President Trump has officially reversed a directive issued by U.S. Immigration and Customs Enforcement (ICE) that aimed to temporarily scale back traffic stops. The reversal, confirmed by a White House official, comes shortly after agency leadership ordered a pause in the practice following two separate incidents where federal officers shot and killed motorists within a six-day window.

In a social media statement, Trump emphasized his stance on the matter, declaring that the administration cannot abandon what he described as one of the agency's most effective crime-fighting tools. The initial pause had been implemented by the heads of the Department of Homeland Security (DHS) and ICE following the fatal shootings of two individuals who were not the targets of active immigration enforcement operations. On July 7, an ICE officer killed a Mexican national in Houston, Texas, and on July 13, an agent shot and killed a Colombian man in a residential area of Biddeford, Maine. Neither the DHS nor ICE provided a response to requests for comment regarding the policy reversal.

The shootings have sparked significant public protests and intensified scrutiny regarding the tactics employed during the administration’s deportation efforts. Reports indicate that none of the agents involved in the two recent fatal encounters were wearing body cameras. White House border czar Tom Homan had previously characterized the pause as a short-term review intended to ensure agent safety and proper conduct, though he maintained it was not a fundamental policy change.
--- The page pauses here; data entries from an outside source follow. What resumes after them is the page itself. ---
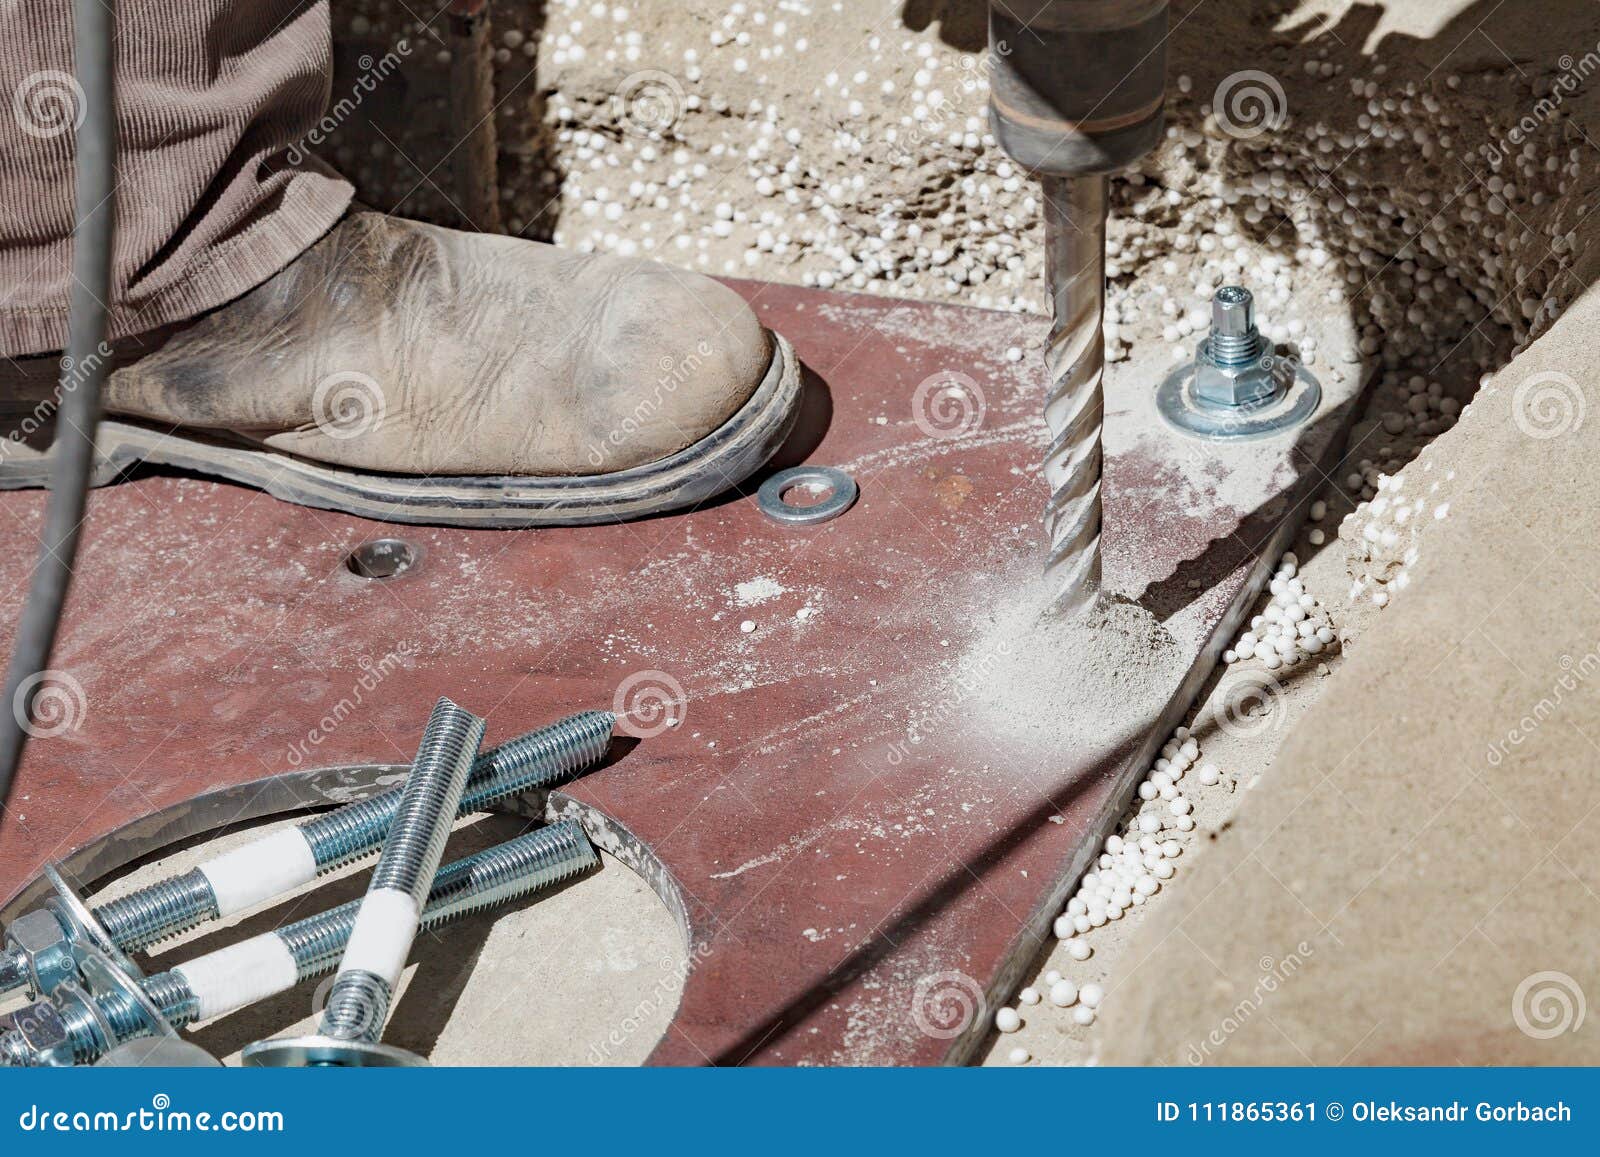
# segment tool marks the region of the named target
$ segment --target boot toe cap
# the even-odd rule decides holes
[[[727,422],[761,384],[771,335],[733,290],[654,262],[619,277],[587,358],[604,471],[654,462]]]

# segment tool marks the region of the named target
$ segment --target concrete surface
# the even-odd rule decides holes
[[[1600,1061],[1597,321],[1410,468],[1454,474],[1415,597],[1142,931],[1102,1061]]]
[[[1181,13],[1183,7],[1179,5],[1175,11]],[[1279,14],[1275,25],[1267,19],[1269,9]],[[1209,95],[1208,74],[1214,78],[1250,65],[1252,62],[1247,57],[1257,52],[1263,40],[1270,39],[1269,25],[1272,25],[1272,33],[1297,32],[1299,39],[1289,50],[1288,67],[1284,67],[1286,61],[1281,47],[1274,47],[1269,53],[1258,53],[1259,59],[1254,62],[1270,70],[1281,82],[1290,116],[1285,131],[1267,132],[1252,139],[1251,151],[1246,156],[1241,158],[1235,151],[1234,160],[1243,161],[1240,170],[1248,174],[1263,166],[1276,167],[1280,158],[1286,157],[1291,162],[1286,170],[1288,184],[1294,187],[1297,178],[1293,162],[1300,159],[1302,150],[1309,151],[1305,142],[1314,135],[1311,126],[1316,126],[1316,131],[1328,126],[1335,132],[1347,133],[1348,139],[1341,141],[1341,147],[1322,166],[1328,170],[1326,183],[1297,189],[1293,194],[1305,198],[1313,206],[1325,205],[1327,194],[1333,189],[1350,199],[1357,211],[1332,223],[1335,239],[1348,240],[1351,229],[1360,232],[1381,228],[1379,222],[1387,213],[1382,202],[1390,202],[1397,207],[1400,216],[1411,216],[1412,223],[1405,226],[1408,234],[1421,226],[1422,248],[1426,252],[1443,252],[1452,259],[1446,263],[1444,285],[1456,278],[1467,285],[1486,275],[1512,278],[1502,287],[1479,280],[1474,291],[1478,293],[1478,304],[1463,311],[1470,332],[1459,340],[1455,335],[1419,334],[1415,326],[1418,316],[1424,324],[1437,319],[1441,313],[1438,307],[1451,304],[1451,290],[1437,292],[1442,283],[1435,276],[1431,304],[1426,305],[1420,315],[1407,308],[1391,310],[1385,316],[1380,308],[1382,299],[1394,291],[1394,287],[1384,286],[1386,275],[1402,270],[1403,263],[1418,254],[1416,247],[1409,244],[1396,248],[1392,240],[1370,241],[1379,256],[1370,263],[1371,254],[1362,256],[1365,268],[1358,280],[1363,286],[1364,304],[1373,308],[1384,327],[1380,356],[1392,373],[1374,391],[1368,413],[1353,431],[1347,462],[1334,472],[1317,495],[1328,505],[1326,517],[1319,523],[1304,525],[1295,542],[1299,577],[1319,606],[1332,615],[1338,646],[1319,656],[1321,662],[1314,670],[1309,665],[1303,666],[1290,677],[1278,672],[1269,711],[1259,723],[1247,729],[1247,734],[1238,734],[1237,728],[1234,729],[1236,733],[1230,734],[1228,730],[1206,725],[1204,721],[1217,706],[1222,691],[1220,684],[1211,688],[1207,701],[1198,708],[1197,715],[1202,722],[1196,726],[1202,758],[1222,768],[1223,783],[1220,788],[1195,793],[1192,797],[1194,817],[1201,832],[1227,833],[1236,814],[1258,814],[1261,809],[1256,798],[1258,793],[1250,790],[1249,785],[1259,788],[1272,782],[1281,769],[1299,758],[1299,748],[1285,746],[1289,737],[1297,736],[1295,742],[1302,744],[1322,742],[1317,737],[1305,738],[1299,720],[1328,689],[1344,687],[1351,679],[1366,677],[1360,668],[1349,669],[1347,673],[1346,656],[1363,653],[1368,635],[1377,638],[1385,632],[1402,604],[1431,602],[1441,597],[1427,581],[1432,571],[1407,573],[1403,559],[1413,544],[1420,547],[1424,559],[1430,557],[1431,544],[1437,535],[1461,529],[1456,520],[1465,508],[1454,496],[1458,490],[1468,491],[1477,485],[1481,468],[1458,470],[1457,476],[1448,481],[1447,476],[1462,459],[1476,457],[1474,447],[1479,440],[1476,426],[1464,423],[1462,429],[1446,434],[1435,453],[1413,462],[1398,475],[1405,479],[1408,487],[1405,497],[1426,496],[1430,499],[1430,509],[1442,505],[1454,511],[1444,520],[1414,518],[1410,525],[1397,527],[1393,517],[1377,517],[1365,503],[1358,507],[1362,498],[1374,496],[1360,488],[1352,490],[1346,481],[1351,472],[1359,474],[1363,467],[1372,467],[1383,476],[1396,477],[1400,467],[1438,432],[1437,423],[1416,430],[1407,420],[1403,432],[1399,422],[1393,427],[1386,426],[1386,417],[1393,420],[1395,410],[1404,410],[1406,399],[1399,389],[1400,384],[1410,375],[1422,375],[1427,381],[1442,386],[1448,397],[1463,403],[1470,401],[1482,373],[1506,366],[1517,349],[1546,332],[1547,317],[1558,315],[1594,279],[1595,252],[1587,243],[1592,225],[1586,222],[1594,202],[1596,169],[1590,141],[1594,138],[1592,126],[1596,123],[1597,104],[1592,82],[1575,88],[1570,85],[1574,78],[1590,76],[1594,71],[1593,46],[1600,38],[1600,23],[1597,23],[1594,7],[1586,4],[1541,5],[1539,13],[1539,20],[1530,21],[1526,18],[1525,7],[1447,0],[1406,5],[1317,0],[1298,4],[1237,5],[1226,11],[1221,6],[1202,3],[1189,7],[1175,36],[1178,67],[1192,69],[1196,74],[1195,91]],[[1218,36],[1218,26],[1232,20],[1241,22],[1236,27],[1241,34]],[[1245,21],[1249,27],[1243,26]],[[1186,54],[1197,44],[1213,48],[1216,62],[1206,65],[1192,57],[1186,62]],[[1338,75],[1319,81],[1312,73],[1302,72],[1299,67],[1302,59],[1308,69],[1315,61],[1325,60],[1338,70]],[[1377,82],[1379,98],[1386,104],[1402,104],[1403,96],[1410,98],[1409,108],[1397,110],[1401,112],[1409,138],[1400,142],[1399,147],[1391,147],[1395,142],[1389,140],[1383,142],[1384,148],[1380,149],[1378,143],[1383,134],[1377,134],[1375,139],[1372,134],[1355,131],[1362,128],[1361,124],[1352,124],[1358,114],[1376,110],[1364,101],[1352,100],[1350,86],[1371,81]],[[1432,90],[1437,91],[1430,98],[1427,94]],[[1425,107],[1417,107],[1419,100]],[[1437,117],[1430,114],[1437,114]],[[1346,145],[1350,147],[1344,147]],[[1517,153],[1519,148],[1521,156],[1513,165],[1507,157]],[[1530,170],[1534,174],[1540,170],[1550,172],[1568,161],[1575,162],[1575,168],[1562,168],[1561,179],[1542,191],[1530,195],[1524,183],[1517,194],[1519,203],[1496,204],[1489,196],[1488,183],[1496,174],[1507,180],[1514,175],[1527,178]],[[1408,166],[1403,175],[1394,170],[1397,164]],[[1380,211],[1374,212],[1374,209]],[[1456,218],[1460,219],[1454,220]],[[1478,240],[1463,242],[1462,235],[1457,232],[1462,227],[1476,232]],[[1572,230],[1570,239],[1560,236],[1569,229]],[[1428,238],[1429,233],[1434,233],[1434,237]],[[1421,278],[1421,281],[1427,280],[1427,277]],[[1526,311],[1528,305],[1526,300],[1519,302],[1519,298],[1530,297],[1535,299],[1537,320],[1524,328],[1517,322],[1517,314],[1519,306]],[[1405,314],[1405,318],[1402,319],[1401,314]],[[1376,334],[1377,331],[1372,332]],[[1570,333],[1570,330],[1565,332]],[[1419,337],[1425,340],[1419,341]],[[1538,337],[1537,340],[1547,339]],[[1570,366],[1568,372],[1576,373]],[[1510,380],[1519,381],[1520,373]],[[1544,417],[1559,424],[1564,406],[1583,404],[1582,391],[1576,385],[1560,381],[1542,385],[1545,387],[1542,400],[1535,402],[1539,395],[1537,389],[1524,395],[1524,418],[1530,427],[1538,427],[1541,410],[1548,411]],[[1592,402],[1592,391],[1588,398]],[[1531,468],[1537,466],[1531,465]],[[1370,480],[1370,473],[1368,477]],[[1437,492],[1435,488],[1439,488]],[[1392,492],[1389,504],[1391,511],[1398,505]],[[1309,537],[1313,529],[1319,537],[1326,536],[1326,541],[1313,542]],[[1397,546],[1391,547],[1387,542],[1379,545],[1363,536],[1363,531],[1393,529],[1400,531]],[[1382,607],[1374,602],[1375,598],[1387,600],[1391,594],[1395,599],[1393,605]],[[1442,597],[1448,604],[1449,596]],[[1551,602],[1552,605],[1559,603],[1554,593]],[[1447,611],[1439,613],[1448,616]],[[1575,647],[1572,654],[1575,665],[1581,663],[1587,649],[1587,644]],[[1501,659],[1500,664],[1504,663]],[[1250,667],[1251,664],[1241,661],[1241,669]],[[1254,669],[1259,673],[1258,664]],[[1232,670],[1235,668],[1230,668]],[[1491,680],[1499,679],[1487,659],[1478,674]],[[1431,675],[1425,670],[1408,669],[1400,683],[1409,687],[1427,685],[1431,681]],[[1572,692],[1563,689],[1561,694],[1570,704]],[[1372,698],[1379,710],[1388,708],[1390,702],[1391,698],[1387,697]],[[1436,710],[1451,710],[1448,704],[1433,706]],[[1547,712],[1548,709],[1540,710]],[[1313,721],[1307,726],[1314,729],[1316,724]],[[1341,827],[1300,834],[1306,839],[1314,838],[1316,846],[1328,851],[1317,867],[1335,879],[1341,878],[1346,870],[1340,855],[1342,842],[1361,838],[1359,831]],[[1182,1013],[1174,1016],[1171,1039],[1162,1036],[1163,1018],[1168,1015],[1169,1007],[1176,1007],[1162,995],[1169,984],[1169,971],[1177,967],[1181,972],[1191,961],[1185,959],[1175,966],[1174,954],[1155,949],[1164,937],[1181,940],[1178,933],[1188,928],[1182,916],[1175,915],[1172,909],[1194,904],[1198,899],[1197,889],[1203,893],[1217,887],[1218,877],[1210,868],[1204,872],[1198,870],[1208,864],[1209,858],[1209,853],[1203,850],[1186,850],[1177,861],[1177,878],[1170,887],[1163,887],[1152,903],[1095,928],[1085,938],[1084,943],[1092,945],[1093,950],[1089,959],[1072,960],[1068,953],[1071,944],[1064,942],[1051,946],[1050,951],[1041,953],[1035,961],[1026,981],[1035,987],[1040,987],[1042,976],[1050,970],[1060,971],[1080,984],[1088,981],[1103,984],[1109,995],[1103,1016],[1097,1023],[1087,1027],[1075,1024],[1070,1010],[1052,1009],[1048,1003],[1016,1006],[1023,1022],[1021,1031],[992,1035],[988,1063],[1008,1063],[1014,1049],[1022,1049],[1031,1061],[1041,1064],[1152,1057],[1180,1062],[1227,1063],[1234,1054],[1213,1039],[1212,1029],[1206,1027],[1205,1031],[1199,1031],[1199,1026],[1190,1023],[1190,1018]],[[1396,860],[1396,864],[1401,862]],[[1527,866],[1521,860],[1514,861],[1512,870],[1520,876]],[[1236,867],[1240,874],[1275,870],[1275,866],[1269,868],[1256,863],[1240,863]],[[1305,865],[1305,870],[1309,872],[1311,865]],[[1270,876],[1258,881],[1269,882]],[[1292,879],[1289,882],[1303,884]],[[1231,905],[1222,897],[1226,894],[1231,898],[1231,885],[1230,880],[1229,886],[1211,897],[1211,904],[1205,908],[1209,920],[1230,918],[1227,912]],[[1560,911],[1554,904],[1551,910]],[[1417,911],[1421,913],[1427,909],[1418,907]],[[1414,918],[1429,919],[1424,915]],[[1276,1001],[1281,999],[1281,989],[1298,985],[1292,978],[1300,975],[1301,951],[1298,940],[1280,944],[1271,952],[1263,951],[1254,961],[1253,973],[1244,978],[1229,977],[1227,991],[1208,998],[1204,1007],[1223,1042],[1234,1035],[1240,1022],[1258,1009],[1262,1010],[1263,1017],[1270,1015]],[[1306,942],[1305,951],[1314,953],[1315,944]],[[1368,973],[1375,978],[1383,976],[1381,952],[1381,948],[1374,946],[1371,959],[1366,963]],[[1215,975],[1209,965],[1202,964],[1202,968],[1206,978]],[[1535,1017],[1538,1010],[1542,1009],[1549,1019],[1546,1028],[1553,1028],[1560,1025],[1563,1009],[1570,1007],[1570,1027],[1577,1027],[1579,1002],[1586,1003],[1578,979],[1539,977],[1525,971],[1518,974],[1518,983],[1528,977],[1535,979],[1529,981],[1523,993],[1526,1005],[1523,1020],[1536,1033],[1542,1032],[1545,1028],[1541,1028]],[[1382,987],[1383,982],[1374,979],[1371,985]],[[1190,987],[1180,986],[1176,999],[1188,999]],[[1591,985],[1588,995],[1592,994]],[[1496,1008],[1503,1004],[1506,1016],[1509,1016],[1514,995],[1514,990],[1508,990],[1502,994],[1503,1000],[1496,998]],[[1140,1030],[1144,1035],[1135,1044],[1129,1043],[1128,1020],[1123,1015],[1124,1001],[1130,997],[1139,1005],[1139,1015],[1148,1020],[1148,1023],[1141,1022]],[[1329,1015],[1337,1019],[1343,1011],[1331,1006]],[[1383,1031],[1377,1030],[1375,1039],[1381,1037]],[[1317,1056],[1316,1059],[1326,1058]],[[1357,1059],[1360,1059],[1359,1052],[1352,1056],[1352,1060]],[[1548,1052],[1536,1052],[1530,1059],[1553,1058]]]

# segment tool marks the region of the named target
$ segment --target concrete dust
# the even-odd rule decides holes
[[[1125,721],[1161,713],[1182,664],[1154,615],[1107,596],[1069,618],[1051,609],[1045,579],[1019,585],[1013,601],[991,603],[991,622],[957,669],[994,734],[1046,752],[1103,750],[1127,738]]]

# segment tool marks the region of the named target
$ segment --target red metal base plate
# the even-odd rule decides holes
[[[28,749],[0,820],[0,895],[97,841],[76,864],[104,871],[204,793],[404,764],[439,695],[486,715],[495,742],[626,686],[649,734],[551,807],[679,913],[693,968],[655,1059],[970,1051],[983,1024],[930,1017],[930,992],[992,999],[1015,982],[1282,548],[1353,382],[1325,376],[1297,438],[1215,448],[1155,420],[1164,365],[1113,367],[1107,585],[1176,650],[1161,709],[1096,747],[961,690],[961,657],[1042,557],[1043,323],[739,288],[808,370],[778,465],[860,484],[835,521],[769,520],[759,478],[687,514],[526,532],[383,526],[188,477],[96,492],[55,659],[71,718]],[[0,494],[8,631],[43,507]],[[412,570],[346,569],[385,535],[419,549]],[[651,716],[661,688],[674,702]]]

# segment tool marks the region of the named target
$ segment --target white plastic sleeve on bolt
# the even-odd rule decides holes
[[[368,892],[356,912],[339,971],[359,969],[383,977],[390,988],[397,986],[417,935],[417,916],[417,902],[398,888]]]
[[[208,860],[200,871],[211,881],[217,915],[232,916],[317,878],[317,858],[299,828],[285,828]]]
[[[271,932],[185,961],[172,971],[183,977],[198,998],[198,1020],[210,1020],[287,992],[299,976],[289,946]]]

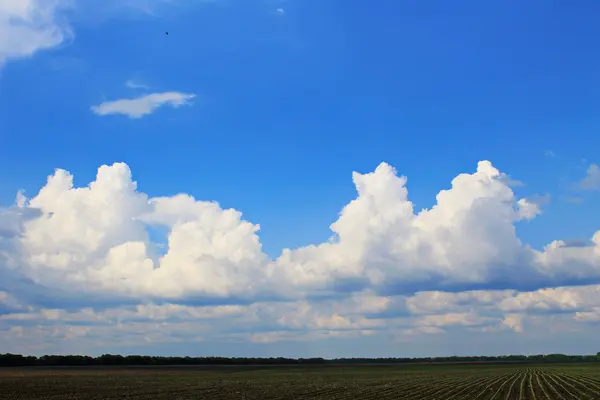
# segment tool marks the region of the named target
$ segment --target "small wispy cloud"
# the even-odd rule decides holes
[[[544,151],[544,155],[546,157],[556,157],[556,153],[553,152],[552,150],[546,150],[546,151]]]
[[[600,190],[600,167],[591,164],[583,178],[577,186],[583,190]]]
[[[279,15],[280,17],[283,17],[285,15],[285,10],[283,8],[278,8],[276,12],[277,15]]]
[[[561,200],[563,200],[567,203],[571,203],[571,204],[583,203],[583,199],[581,197],[577,197],[577,196],[563,196],[563,197],[561,197]]]
[[[550,203],[550,201],[552,200],[552,196],[550,196],[550,193],[534,194],[533,196],[529,196],[526,199],[530,203],[535,203],[540,206],[545,206],[546,204]]]
[[[142,84],[142,83],[138,83],[138,82],[134,82],[133,80],[129,79],[127,82],[125,82],[125,86],[127,86],[130,89],[150,89],[150,87]]]
[[[520,187],[520,186],[525,186],[525,183],[518,180],[518,179],[513,179],[510,176],[506,175],[506,174],[500,174],[497,178],[499,181],[502,181],[504,184],[511,186],[511,187]]]
[[[129,118],[137,119],[145,115],[152,114],[161,106],[170,106],[178,108],[189,104],[189,100],[196,97],[195,94],[180,92],[152,93],[133,99],[119,99],[107,101],[96,106],[90,107],[92,112],[97,115],[122,114]]]
[[[81,19],[106,19],[114,14],[156,15],[155,9],[172,0],[0,0],[0,68],[8,61],[28,58],[70,43],[75,32],[71,11]]]

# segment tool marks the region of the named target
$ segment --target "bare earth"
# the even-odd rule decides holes
[[[600,363],[0,369],[29,399],[600,399]]]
Traffic stops have become a central enforcement mechanism during Trump’s second term, a period that has also seen an increase in incidents involving agents opening fire on drivers. Since the start of last year, immigration agents have shot more than 20 people, the majority of whom were inside vehicles. Policing experts have criticized these tactics as overly aggressive and inconsistent with standard law enforcement practices, suggesting a potential lack of specialized training for ICE agents regarding traffic stops.

Republican Senator Susan Collins had publicly urged Homeland Security Secretary Markwayne Mullin to suspend non-urgent traffic stops following the Biddeford shooting, noting that the incident raised critical questions. While Homan defended the agency’s training curriculum, asserting that agents receive extensive instruction on vehicle stops and face a record number of vehicle-ramming attacks, he expressed confidence that ICE would continue to achieve record arrest and removal numbers despite the recent controversy.

The move reversed a memo issued on July 14 by U.S. Immigration and Customs Enforcement, which ordered agents to scale back traffic stops and instead prioritize other tactics in the field, according to a White House official not authorized to speak publicly on the matter.